There only is one issue, if it can be called that, on which both "major" parties agree: make matters as difficult as possible for another party to obtain equal status, especially access to placement on the ballots. The individual parties are not named in Indiana statutes that regulate primaries. The parties do not have to be named. There have been other parties, always - as long as I can remember, and from what I have read - called "third" parties. Occasionally a candidate for (what usually is not a major) office from such a party will draw a respectable number of votes. Rarely, a third-party candidate will win. The reality is that the two major parties hold the lock and all sets of keys to the system . . .

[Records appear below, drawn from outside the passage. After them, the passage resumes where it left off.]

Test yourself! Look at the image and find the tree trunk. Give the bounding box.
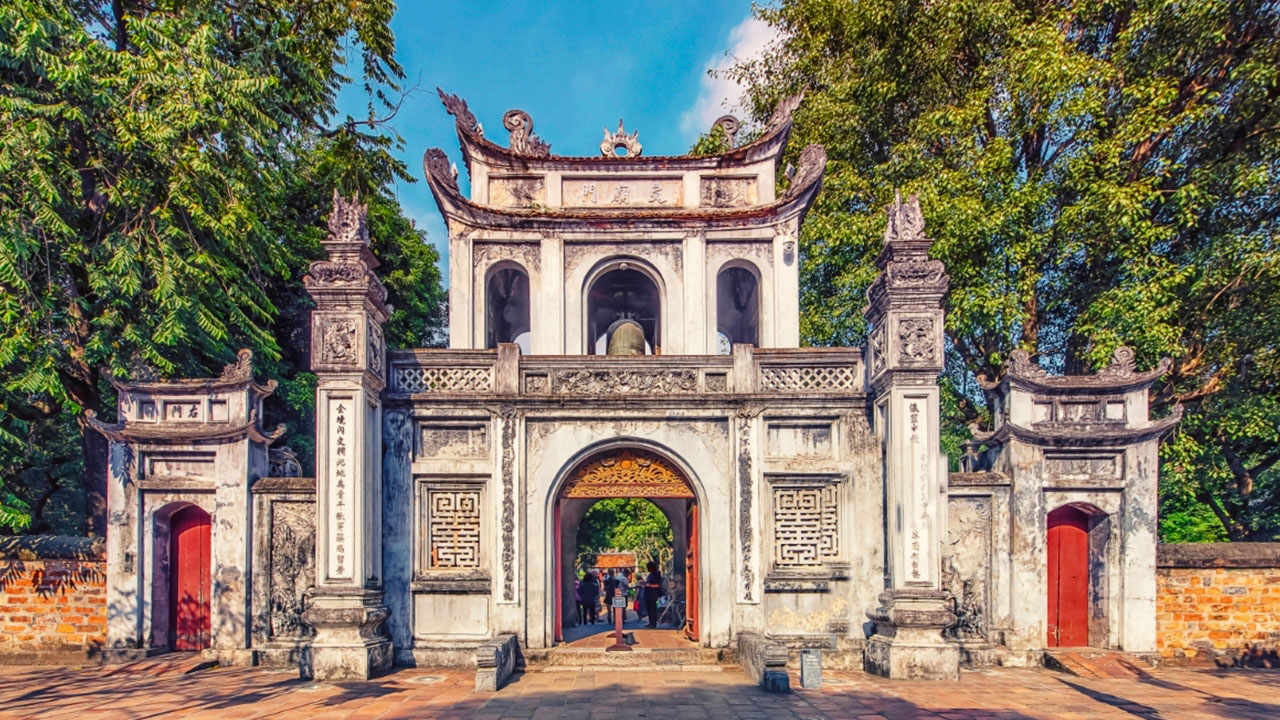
[76,413,108,538]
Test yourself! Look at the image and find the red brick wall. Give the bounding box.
[1156,543,1280,667]
[0,538,106,662]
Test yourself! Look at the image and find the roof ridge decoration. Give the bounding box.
[600,118,644,159]
[499,108,552,158]
[762,90,804,135]
[710,115,742,150]
[782,145,824,198]
[435,87,481,137]
[1003,345,1174,388]
[328,187,369,245]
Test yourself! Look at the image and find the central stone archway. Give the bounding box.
[553,446,700,642]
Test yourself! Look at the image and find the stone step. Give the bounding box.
[525,646,735,670]
[1044,648,1151,679]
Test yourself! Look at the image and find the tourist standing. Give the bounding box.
[643,562,662,628]
[577,570,600,625]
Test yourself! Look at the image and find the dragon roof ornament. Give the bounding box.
[600,118,644,158]
[502,110,552,158]
[435,87,484,137]
[710,115,742,150]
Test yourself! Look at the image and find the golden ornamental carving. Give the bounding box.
[561,450,694,498]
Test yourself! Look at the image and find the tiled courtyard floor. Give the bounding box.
[0,662,1280,720]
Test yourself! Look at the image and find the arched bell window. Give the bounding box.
[586,263,662,355]
[485,265,532,355]
[716,265,760,355]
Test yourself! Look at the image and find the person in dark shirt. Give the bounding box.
[577,570,600,625]
[644,562,662,628]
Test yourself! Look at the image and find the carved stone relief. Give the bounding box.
[701,177,756,208]
[868,325,886,374]
[737,406,760,602]
[564,242,685,275]
[320,318,357,365]
[428,488,480,570]
[561,448,694,497]
[942,497,992,639]
[366,320,383,377]
[773,484,840,568]
[471,242,543,272]
[897,318,937,363]
[552,370,698,395]
[268,501,316,639]
[489,177,547,208]
[499,405,516,602]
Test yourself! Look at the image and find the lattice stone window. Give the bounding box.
[392,365,493,392]
[773,483,840,568]
[760,366,861,392]
[428,488,480,570]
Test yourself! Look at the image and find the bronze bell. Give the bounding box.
[605,320,645,355]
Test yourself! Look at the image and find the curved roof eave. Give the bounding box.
[422,145,827,229]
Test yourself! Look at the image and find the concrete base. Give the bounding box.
[863,588,960,680]
[864,635,960,680]
[298,591,393,682]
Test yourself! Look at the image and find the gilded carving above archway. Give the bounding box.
[561,448,694,498]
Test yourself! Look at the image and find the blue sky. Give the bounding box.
[340,0,768,282]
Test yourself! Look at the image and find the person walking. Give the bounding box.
[577,570,600,625]
[643,562,662,628]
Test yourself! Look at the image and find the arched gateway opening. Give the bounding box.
[553,447,701,642]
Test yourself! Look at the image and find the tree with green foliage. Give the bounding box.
[577,497,673,575]
[0,0,443,533]
[728,0,1280,539]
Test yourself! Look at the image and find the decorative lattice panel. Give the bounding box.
[760,365,861,392]
[392,365,493,392]
[428,489,480,570]
[773,486,840,568]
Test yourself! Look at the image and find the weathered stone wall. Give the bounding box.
[0,536,106,664]
[1156,543,1280,667]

The two "major" political parties have used (or some would say "abused") the mechanisms of government to preserve their forms and dominance, and advance their interests, by statute. . . . The two parties control the basic structure of the election process . . . These statutes were enacted by the General Assembly and signed into law by the Governor. The majorities in both houses and the governor were Democrats and Republicans. It is reasonable to infer the legislation in which they take the keenest interest and upon which their political lives depend - that encompassing election laws - was drawn in such a way as to give their parties control . . . A voter otherwise eligible should be able to vote in the primary election of either party for several reasons.The whole article is well worth a read. The piece contains a number of fascinating tidbits. For instance, in Indiana, any poll worker or voter may challenge any other voter's right to cast a ballot in a party primary. Excerpt:
I.C. 3-10-1-6 allows a person to vote in a primary election for a specific party - Voter only can vote in one party's primary or the other - if the person is listed in the poll books for that precinct. There is a record of the party for which the person voted in the previous primary. But Voted can ask for a ballot in the other party's primary. It has been my experience that the poll workers ask a person "What ballot do you want?" I never have been asked a variation of "You have voted Democrat in the past. Is that the ballot you want?" I.C. 3-10-1-9 allows for Voter to be challenged at the primary. "A voter in a precinct may challenge a voter or person who offers to vote at a primary election. The challenged person may not vote unless the person (1) is registered; (2) makes: (A) an oral or written affirmation under IC 3-10-12; or (B) an affidavit ... (3) at the last general election voted for a majority of the regular nominees of the political parties for whose candidates the challenged person proposes to vote in the primary election and intends to vote for the regular nominees of the political party at the next general election; or (B) if the challenged voter did not vote at the last general election, intends to vote at the next general election for a majority of the regular nominees of the political party holding the primary election."Are there such laws on the books in any other states?